Looking at the first 50,000 rounds of the SACS/Warren 1911 test, people seem drawn to one of two diametrically opposed opinions:
- A Mean Rounds Between Stoppages of better than 3,500 is impressive, it did great!
- Previous test guns were more reliable, it did horrible!
First, let’s get the harsh reality into the light. This gun was less reliable than the Smith, HK P30, HK45, and even the troubled gen4 Glock. No matter how you massage the data, the other guns proved more reliable. In some cases, the other guns were substantially more reliable.
But is “less reliable” the same as “unreliable?”
Fourteen stoppages in 50,000 rounds is a MRBS of 3,571. That’s almost twice as good as the industry standard 2,000 MRBS. It’s also as good or better than the results I’ve seen from many government agency procurement tests. So objectively, the gun is reliable… but not as reliable as other guns tested.
Looking at the 1911 stoppages, magazine issues are a major culprit. Three occurred due to the Metalform feed lips giving up the round too quickly during the feed process. At least two more were caused by the Wilson ETM magazine’s positioning of the top round very far forward which can lead to feed problems if the slide doesn’t move forward with full force. Eight of the fourteen stoppages occurred within the first 13,000 rounds before I switched to a 14# variable recoil spring at the advice of Heirloom Precision’s Jason Burton.
So in true 1911 fanatic fashion, if I dismiss all the problems before settling on Wilson magazines and the 14# recoil spring, after that the gun had just six stoppages in 37,266 rounds… a MRBS of 6,211! That beats the Glock gen4 gun and the P30! But that is massaging the data, and while it may influence how I personally feel about relying on the gun in its current configuration, it’s not an honest assessment of the 50,000 test.
Let’s look at the reality of the reliability from the entire test. What does an MRBS of 3,571 mean?
Odds of having a stoppage during a 6-shot F.A.S.T. run: 1 in 596
Odds of having a stoppage emptying all 11 rounds in the gun: 1 in 325
Odds of having a stoppage while firing all 31 rounds I carry normally: 1 in 116
Odds of having a stoppage during a typical 75-round match: 1 in 48
Odds of having a stoppage during 200 rounds of demos in an AFHF class: 1 in 18
(for those who like the 6,211 number better, the results would be, respectively: 1036, 565, 201, 83, and 32)
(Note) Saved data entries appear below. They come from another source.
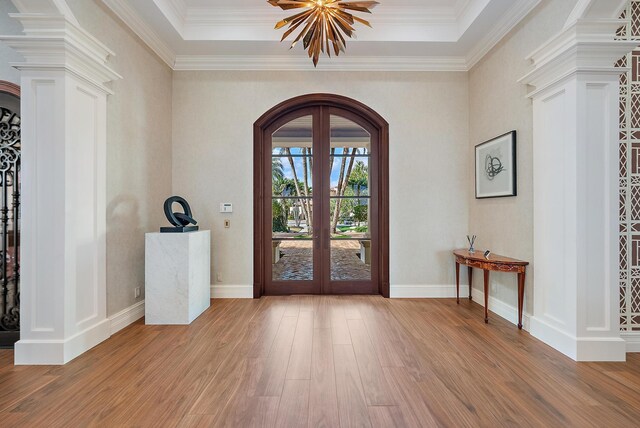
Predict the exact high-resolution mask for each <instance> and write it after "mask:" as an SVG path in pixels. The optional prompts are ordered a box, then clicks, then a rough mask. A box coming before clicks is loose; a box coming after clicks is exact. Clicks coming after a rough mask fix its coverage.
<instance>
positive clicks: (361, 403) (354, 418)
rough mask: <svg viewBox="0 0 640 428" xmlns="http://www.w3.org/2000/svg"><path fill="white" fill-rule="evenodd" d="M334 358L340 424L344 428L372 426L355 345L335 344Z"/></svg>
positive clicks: (333, 356) (338, 409) (334, 347)
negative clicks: (369, 416)
mask: <svg viewBox="0 0 640 428" xmlns="http://www.w3.org/2000/svg"><path fill="white" fill-rule="evenodd" d="M333 359H334V365H335V372H336V392H337V396H338V415H339V417H340V426H341V427H342V428H348V427H370V426H371V421H370V420H369V409H368V407H367V402H366V398H365V395H364V390H363V388H362V380H361V379H360V373H359V370H358V363H357V362H356V356H355V354H354V352H353V347H352V346H351V345H334V346H333Z"/></svg>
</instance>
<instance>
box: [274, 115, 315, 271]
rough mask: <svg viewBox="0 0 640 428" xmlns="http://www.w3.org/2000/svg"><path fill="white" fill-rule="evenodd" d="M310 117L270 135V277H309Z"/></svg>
mask: <svg viewBox="0 0 640 428" xmlns="http://www.w3.org/2000/svg"><path fill="white" fill-rule="evenodd" d="M312 125H313V124H312V116H305V117H301V118H298V119H295V120H292V121H291V122H289V123H287V124H285V125H284V126H282V127H281V128H279V129H278V130H277V131H276V132H274V133H273V135H272V138H271V140H272V150H271V220H272V235H271V237H272V238H271V240H272V253H271V262H272V279H273V280H274V281H308V280H313V251H314V246H313V240H312V235H311V231H312V226H313V199H312V194H313V188H312V185H313V180H312V177H313V175H312V170H313V153H312V143H313V130H312Z"/></svg>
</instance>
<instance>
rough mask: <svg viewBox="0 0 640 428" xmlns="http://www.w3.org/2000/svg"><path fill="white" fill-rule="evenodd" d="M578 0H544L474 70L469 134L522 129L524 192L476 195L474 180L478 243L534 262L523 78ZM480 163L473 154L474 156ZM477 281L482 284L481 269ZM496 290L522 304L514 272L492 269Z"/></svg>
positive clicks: (530, 160)
mask: <svg viewBox="0 0 640 428" xmlns="http://www.w3.org/2000/svg"><path fill="white" fill-rule="evenodd" d="M575 4H576V1H575V0H543V1H542V2H541V3H540V5H538V7H537V8H536V9H535V10H534V11H533V12H532V13H531V14H530V15H529V16H528V17H527V18H526V19H525V20H523V21H522V22H521V23H520V24H519V25H518V26H517V27H516V28H515V29H514V30H513V31H512V32H511V33H510V34H509V35H507V37H505V38H504V39H503V40H502V41H501V42H500V43H499V44H498V45H497V46H496V47H495V48H494V49H493V50H492V51H491V52H490V53H489V54H488V55H486V56H485V57H484V58H483V59H482V60H481V62H480V63H478V64H477V65H476V66H475V67H474V68H473V69H472V70H471V71H470V73H469V111H470V117H469V118H470V121H469V135H470V142H471V149H470V150H471V151H473V146H475V145H477V144H480V143H482V142H483V141H486V140H488V139H491V138H493V137H496V136H498V135H500V134H503V133H505V132H508V131H511V130H514V129H515V130H516V131H518V140H517V157H518V159H517V162H518V165H517V171H518V196H517V197H511V198H498V199H484V200H476V199H475V193H474V185H475V182H474V178H473V177H472V178H471V179H470V180H469V198H470V210H471V211H470V218H469V231H470V232H471V233H473V234H476V235H478V240H477V245H476V247H477V248H490V249H491V250H492V251H493V252H495V253H499V254H505V255H509V256H512V257H516V258H520V259H524V260H528V261H530V262H533V185H532V183H533V175H532V169H533V157H532V156H533V150H532V139H533V135H532V120H533V116H532V115H533V112H532V104H531V100H530V99H528V98H527V97H526V93H527V88H526V87H525V86H524V85H522V84H520V83H518V80H519V79H520V78H521V77H522V76H524V75H525V74H526V73H527V72H528V70H529V64H528V63H527V61H525V57H526V56H527V55H528V54H530V53H531V52H532V51H533V50H535V49H537V48H538V47H539V46H540V45H541V44H542V43H544V42H545V41H547V40H548V39H549V38H551V37H552V36H553V35H555V34H556V33H558V32H559V31H560V30H561V29H562V26H563V25H564V23H565V21H566V19H567V18H568V16H569V13H570V12H571V10H572V9H573V7H574V6H575ZM468 166H469V168H470V170H472V171H473V169H474V161H473V158H472V159H470V160H469V163H468ZM532 272H533V269H532V268H531V267H530V268H529V269H528V278H527V284H526V298H525V303H526V308H525V310H526V311H528V312H531V311H532V308H533V305H532V297H533V287H532V285H533V275H532ZM474 285H475V287H476V288H481V287H482V278H481V275H479V274H478V273H476V276H475V284H474ZM489 293H490V295H491V296H493V297H496V298H498V299H499V300H501V301H503V302H505V303H508V304H510V305H512V306H516V303H517V286H516V280H515V277H514V275H511V274H500V273H492V284H491V289H490V292H489Z"/></svg>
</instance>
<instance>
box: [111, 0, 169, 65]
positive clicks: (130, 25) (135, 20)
mask: <svg viewBox="0 0 640 428" xmlns="http://www.w3.org/2000/svg"><path fill="white" fill-rule="evenodd" d="M102 2H103V3H104V4H105V5H107V6H108V7H109V9H111V10H112V11H113V13H115V14H116V15H117V16H118V18H120V19H121V20H122V21H123V22H124V23H125V24H127V26H128V27H129V28H131V30H132V31H133V32H134V33H135V34H136V35H137V36H138V37H140V39H142V41H143V42H144V43H145V44H146V45H147V46H148V47H149V48H151V50H152V51H154V52H155V53H156V55H158V56H159V57H160V59H161V60H163V61H164V62H165V63H166V64H167V65H168V66H169V67H171V68H173V67H174V66H175V61H176V54H175V53H174V52H173V50H172V49H171V48H170V47H169V46H168V45H167V44H166V43H165V42H164V40H163V39H162V37H160V36H159V35H158V33H156V32H155V31H154V30H153V29H152V28H151V27H150V26H149V25H148V24H147V23H146V22H144V20H143V19H142V18H140V15H138V13H137V12H136V11H135V10H134V9H133V8H132V7H131V6H130V5H129V2H128V1H127V0H102Z"/></svg>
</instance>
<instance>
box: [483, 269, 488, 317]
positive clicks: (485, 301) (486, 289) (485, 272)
mask: <svg viewBox="0 0 640 428" xmlns="http://www.w3.org/2000/svg"><path fill="white" fill-rule="evenodd" d="M484 322H485V323H487V324H488V323H489V271H488V270H485V271H484Z"/></svg>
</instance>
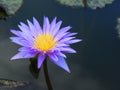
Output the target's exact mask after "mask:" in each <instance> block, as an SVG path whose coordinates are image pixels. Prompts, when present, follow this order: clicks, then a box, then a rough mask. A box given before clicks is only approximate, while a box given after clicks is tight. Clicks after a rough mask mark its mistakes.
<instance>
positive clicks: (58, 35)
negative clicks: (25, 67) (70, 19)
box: [55, 26, 71, 39]
mask: <svg viewBox="0 0 120 90" xmlns="http://www.w3.org/2000/svg"><path fill="white" fill-rule="evenodd" d="M69 29H71V27H70V26H67V27H64V28H61V29H60V30H59V31H58V33H57V34H56V36H55V38H57V39H61V37H63V36H64V34H65V35H66V32H67V31H68V30H69Z"/></svg>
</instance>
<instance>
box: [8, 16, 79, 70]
mask: <svg viewBox="0 0 120 90" xmlns="http://www.w3.org/2000/svg"><path fill="white" fill-rule="evenodd" d="M27 22H28V25H26V24H24V23H22V22H20V25H18V27H19V29H20V30H13V29H11V30H10V31H11V32H12V33H13V34H14V35H16V36H14V37H10V39H11V40H12V42H14V43H16V44H18V45H20V46H22V47H21V48H19V49H18V51H19V52H18V53H17V54H16V55H15V56H13V57H12V58H11V60H16V59H21V58H33V57H35V56H37V67H38V69H39V68H40V67H41V65H42V63H43V62H44V60H46V58H47V57H49V59H50V61H52V62H53V63H54V64H56V65H57V66H59V67H61V68H63V69H64V70H66V71H67V72H70V70H69V67H68V65H67V63H66V61H65V58H66V55H65V54H64V53H76V51H75V50H74V49H72V48H70V44H73V43H77V42H79V41H81V40H80V39H75V37H74V35H76V34H77V33H70V32H68V31H69V30H70V29H71V27H70V26H66V27H63V28H60V26H61V24H62V21H59V22H56V17H55V18H54V19H53V20H52V22H51V23H50V21H49V19H48V17H44V20H43V27H41V26H40V24H39V23H38V21H37V20H36V19H35V18H34V17H33V23H32V22H30V21H29V20H27Z"/></svg>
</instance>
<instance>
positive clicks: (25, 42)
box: [10, 37, 32, 47]
mask: <svg viewBox="0 0 120 90" xmlns="http://www.w3.org/2000/svg"><path fill="white" fill-rule="evenodd" d="M10 39H11V40H12V42H14V43H16V44H19V45H21V46H27V47H31V46H32V44H31V43H30V42H28V41H26V40H24V39H22V38H19V37H10Z"/></svg>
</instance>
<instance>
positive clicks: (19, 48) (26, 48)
mask: <svg viewBox="0 0 120 90" xmlns="http://www.w3.org/2000/svg"><path fill="white" fill-rule="evenodd" d="M18 51H23V52H35V53H40V52H41V51H39V52H38V51H37V50H36V49H32V48H30V47H21V48H19V49H18Z"/></svg>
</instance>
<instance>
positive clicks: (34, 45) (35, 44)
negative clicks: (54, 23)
mask: <svg viewBox="0 0 120 90" xmlns="http://www.w3.org/2000/svg"><path fill="white" fill-rule="evenodd" d="M55 45H56V40H54V39H53V37H52V36H51V35H50V34H48V33H46V34H40V35H38V36H37V37H36V38H35V40H34V47H35V48H36V49H38V50H41V51H48V50H50V49H51V48H53V47H55Z"/></svg>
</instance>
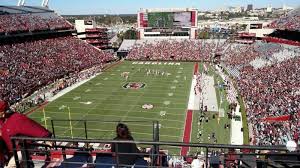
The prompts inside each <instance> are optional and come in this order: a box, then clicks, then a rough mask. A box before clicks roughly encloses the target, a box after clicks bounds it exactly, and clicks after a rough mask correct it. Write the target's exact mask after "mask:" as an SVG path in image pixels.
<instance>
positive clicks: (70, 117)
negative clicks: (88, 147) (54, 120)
mask: <svg viewBox="0 0 300 168" xmlns="http://www.w3.org/2000/svg"><path fill="white" fill-rule="evenodd" d="M68 111H69V121H70V131H71V137H72V139H73V127H72V120H71V110H70V107H68Z"/></svg>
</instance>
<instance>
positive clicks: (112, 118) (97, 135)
mask: <svg viewBox="0 0 300 168" xmlns="http://www.w3.org/2000/svg"><path fill="white" fill-rule="evenodd" d="M133 63H134V62H132V61H124V62H122V63H120V64H119V65H116V66H114V67H112V68H109V69H107V70H105V71H104V72H102V73H101V74H100V75H98V76H96V77H95V78H93V79H92V80H90V81H88V82H86V83H84V84H83V85H81V86H79V87H78V88H75V89H74V90H72V91H70V92H68V93H66V94H65V95H63V96H61V97H59V98H58V99H56V100H54V101H52V102H49V103H48V104H47V105H46V106H45V108H44V112H45V113H43V109H39V110H37V111H35V112H34V113H32V114H30V117H31V118H33V119H34V120H36V121H38V122H40V123H41V124H43V125H45V122H44V114H45V116H46V119H47V128H48V129H49V130H51V131H52V127H51V120H53V123H54V130H55V135H56V137H61V138H63V137H74V138H75V137H78V138H85V132H84V128H85V126H84V124H85V123H84V120H86V128H87V136H88V138H93V139H112V138H113V137H114V136H115V127H116V125H117V123H118V122H119V121H121V122H124V123H126V124H127V125H128V126H129V129H130V131H131V133H132V135H133V137H134V139H135V140H150V141H151V140H153V123H152V121H158V122H159V124H160V129H159V132H160V133H159V135H160V141H176V142H182V137H183V132H184V126H185V117H186V112H187V104H188V98H189V94H190V87H191V81H192V77H193V68H194V63H192V62H181V63H180V65H168V64H169V63H170V62H168V63H167V65H164V63H165V62H162V65H152V64H150V65H145V64H142V65H140V64H133ZM149 70H150V71H151V74H150V75H147V74H146V73H147V71H149ZM156 71H159V72H164V75H162V74H161V73H160V74H159V75H155V73H156ZM200 71H201V67H200ZM123 72H129V78H128V80H127V81H126V80H125V78H124V77H121V73H123ZM167 73H169V74H170V75H166V74H167ZM130 82H141V83H143V84H145V85H144V87H142V88H140V89H125V88H124V87H123V86H125V85H126V84H127V83H130ZM217 96H218V95H217ZM144 104H151V105H153V108H152V109H148V110H146V109H143V108H142V106H143V105H144ZM193 113H194V114H193V122H192V130H191V133H192V135H191V142H194V143H197V142H200V141H199V138H197V134H198V133H197V130H198V128H199V125H198V122H197V121H198V117H199V111H194V112H193ZM69 114H70V116H69ZM208 115H210V118H211V115H212V114H208ZM70 118H71V119H72V122H71V123H70V122H69V121H60V120H68V119H70ZM224 123H228V120H227V118H222V119H221V122H220V123H219V124H218V123H217V120H216V119H215V120H211V121H210V122H209V123H204V124H203V126H201V130H202V136H203V137H201V138H200V140H201V142H202V143H203V142H204V143H212V142H210V141H208V140H207V139H206V138H205V137H207V135H208V134H210V133H211V132H215V133H216V135H217V138H218V143H225V144H227V143H229V137H230V134H229V130H226V131H224V128H223V127H224ZM70 125H72V129H71V126H70ZM178 149H179V148H178ZM194 150H195V149H192V151H194ZM176 151H178V150H176Z"/></svg>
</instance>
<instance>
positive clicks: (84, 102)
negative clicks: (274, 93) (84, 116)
mask: <svg viewBox="0 0 300 168" xmlns="http://www.w3.org/2000/svg"><path fill="white" fill-rule="evenodd" d="M79 103H81V104H85V105H89V104H92V103H93V102H90V101H87V102H79Z"/></svg>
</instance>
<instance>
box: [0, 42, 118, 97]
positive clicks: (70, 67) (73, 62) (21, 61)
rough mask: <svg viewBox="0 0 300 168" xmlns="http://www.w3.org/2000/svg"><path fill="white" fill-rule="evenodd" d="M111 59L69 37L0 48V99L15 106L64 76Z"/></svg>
mask: <svg viewBox="0 0 300 168" xmlns="http://www.w3.org/2000/svg"><path fill="white" fill-rule="evenodd" d="M113 59H114V58H113V55H112V54H111V53H106V52H103V51H99V50H97V49H95V48H93V47H92V46H90V45H89V44H87V43H85V42H83V41H81V40H78V39H76V38H74V37H71V36H66V37H56V38H48V39H41V40H34V41H25V42H21V43H13V44H6V45H0V63H1V66H0V67H1V70H0V71H1V73H0V78H1V80H0V91H1V92H0V93H1V95H0V99H2V100H7V101H9V102H10V103H15V102H16V101H19V100H20V99H22V98H24V97H26V96H28V95H30V94H31V93H33V92H34V91H36V90H38V89H39V88H41V87H43V86H45V85H47V84H50V83H52V82H54V81H55V80H57V79H60V78H63V77H64V76H65V75H68V74H70V73H77V72H80V71H82V70H84V69H88V68H91V67H93V66H95V65H102V64H103V63H106V62H109V61H111V60H113Z"/></svg>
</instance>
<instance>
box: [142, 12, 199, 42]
mask: <svg viewBox="0 0 300 168" xmlns="http://www.w3.org/2000/svg"><path fill="white" fill-rule="evenodd" d="M197 16H198V11H197V9H193V8H169V9H141V10H140V11H139V13H138V33H139V34H138V37H139V38H154V37H156V38H159V37H162V38H163V37H164V36H165V37H171V36H172V37H174V38H175V37H178V36H181V37H180V38H191V39H194V38H195V37H196V36H197V26H198V24H197V22H198V21H197Z"/></svg>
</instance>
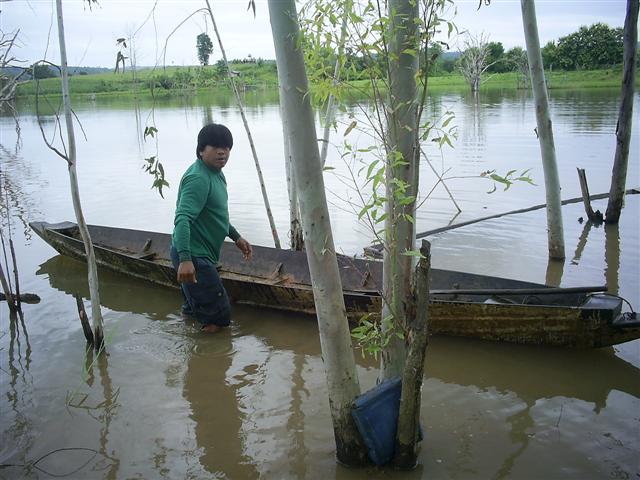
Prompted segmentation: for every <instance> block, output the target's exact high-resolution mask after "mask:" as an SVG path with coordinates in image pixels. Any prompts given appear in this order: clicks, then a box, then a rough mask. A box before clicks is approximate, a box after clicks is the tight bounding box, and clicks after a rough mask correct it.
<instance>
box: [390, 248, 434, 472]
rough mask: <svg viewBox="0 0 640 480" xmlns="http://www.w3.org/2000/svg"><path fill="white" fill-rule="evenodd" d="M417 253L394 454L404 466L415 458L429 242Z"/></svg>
mask: <svg viewBox="0 0 640 480" xmlns="http://www.w3.org/2000/svg"><path fill="white" fill-rule="evenodd" d="M420 253H421V254H422V258H421V259H420V262H419V263H418V268H417V270H416V277H417V278H416V289H415V294H414V298H413V307H414V308H413V309H412V310H413V311H412V312H411V318H410V319H409V323H410V325H409V352H408V354H407V365H406V368H405V370H404V373H403V375H402V397H401V398H400V411H399V413H398V433H397V435H396V451H395V455H394V463H395V464H396V466H398V467H400V468H404V469H411V468H413V467H414V466H415V465H416V462H417V460H418V453H417V443H418V437H419V428H420V395H421V393H422V377H423V375H424V359H425V354H426V353H427V344H428V338H427V334H428V323H429V270H430V268H431V244H430V243H429V242H428V241H426V240H423V241H422V247H421V248H420Z"/></svg>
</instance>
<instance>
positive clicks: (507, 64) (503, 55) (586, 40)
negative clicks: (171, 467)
mask: <svg viewBox="0 0 640 480" xmlns="http://www.w3.org/2000/svg"><path fill="white" fill-rule="evenodd" d="M487 48H488V49H489V52H490V54H489V58H488V60H487V62H488V63H491V64H492V65H491V66H490V67H489V68H488V69H487V72H493V73H502V72H509V71H514V70H516V71H517V70H521V67H522V64H523V61H524V62H526V52H525V51H524V50H523V49H522V48H520V47H514V48H512V49H510V50H508V51H506V52H505V51H504V47H503V46H502V44H501V43H500V42H490V43H488V44H487ZM542 60H543V63H544V66H545V68H549V69H553V70H555V69H559V70H597V69H601V68H612V67H615V66H618V65H621V64H622V28H611V27H609V26H608V25H605V24H604V23H595V24H593V25H591V26H590V27H587V26H582V27H580V29H579V30H578V31H577V32H574V33H571V34H569V35H566V36H564V37H560V38H559V39H558V40H557V41H550V42H548V43H547V44H546V45H545V46H544V47H543V48H542Z"/></svg>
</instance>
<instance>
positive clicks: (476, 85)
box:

It’s also worth noting that while four parts broke during the 50,000 round test, none of them had an immediate impact on reliability or performance. The first part to break was the mainspring housing pin, which would have performed perfectly in its broken condition until the gun was next disassembled. Two broken ejectors each went hundreds and hundreds of rounds without inducing a stoppage, a result which actually inspired many readers to recommend getting away from the extended ejector altogether. The other “breakage” was peening of the slide stop notch in the slide, which may have exacerbated problems with my grip preventing the slide from locking back on an empty magazine.
So is the gun reliable or not? As I’m sure the comments will demonstrate, it’s a matter open to debate. Yes, one chance in three hundred twenty five is mathematically worse than one chance in 1,516 (e.g., the HK45). And I wouldn’t fault someone who made a decision based on that. But realistically we’re down to “angels on the head of a pin” equations at that point. For me personally, even the 3,571 number is well past my personal threshold. Because while it’s easy to get wrapped up in the numbers and the calculations, the reality is that the gun’s reliability is likely to be the least of my worries in any stressful situation. Which is why it’s on my belt as I type this post, and why I’ll be carrying it until the next 50,000 round test begins.
And if I’m wrong, it will make for a great blog post by my successor, right?